La Belgique est-elle en train de devenir un pays de délateurs ? Signe des temps, le Service d’information et de recherche sociale (SIRS, organe dépendant notamment du SPF Sécurité sociale) prévoit de mettre en place, d’ici la fin de cette année, un site internet grâce auquel il devrait être possible de dénoncer, de manière anonyme, des cas de fraude sociale (travail au noir, fraude au domicile, etc.)

Objectif ? Lutter plus efficacement contre la fraude sociale en centralisant les plaintes auprès d’un guichet électronique unique.

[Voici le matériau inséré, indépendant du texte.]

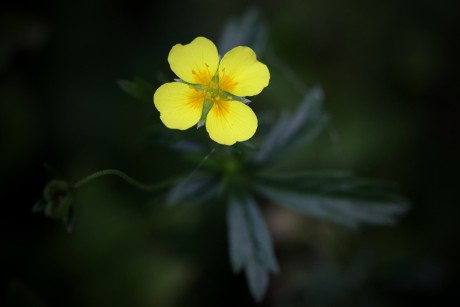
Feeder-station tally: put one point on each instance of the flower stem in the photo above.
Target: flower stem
(127, 179)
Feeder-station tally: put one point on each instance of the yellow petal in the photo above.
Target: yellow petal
(179, 104)
(229, 122)
(241, 74)
(196, 62)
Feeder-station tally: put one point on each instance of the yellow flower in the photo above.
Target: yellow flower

Soutenue par le secrétaire d’Etat en charge de la Lutte contre la fraude, John Crombez (sp.a), l’initiative suscite de vives critiques, y compris au sein du gouvernement. Pour le Syndicat national des indépendants (SNI), il s’agit d’une mauvaise idée. “Il faut bien évidemment s’attaquer à la fraude sociale, estime Christine Mattheeuws, présidente du SNI, mais pas au travers d’une ligne de délation anonyme.”

Pourquoi ? “Parce que c’est ouvrir la porte à des tas de dérives, poursuit-elle. Certains vont en profiter pour bêtement faire du tort à une connaissance et cela ne va pas améliorer l’efficacité des contrôles. Au contraire, les grands dossiers de fraude sociale risquent d’encore plus passer inaperçus.”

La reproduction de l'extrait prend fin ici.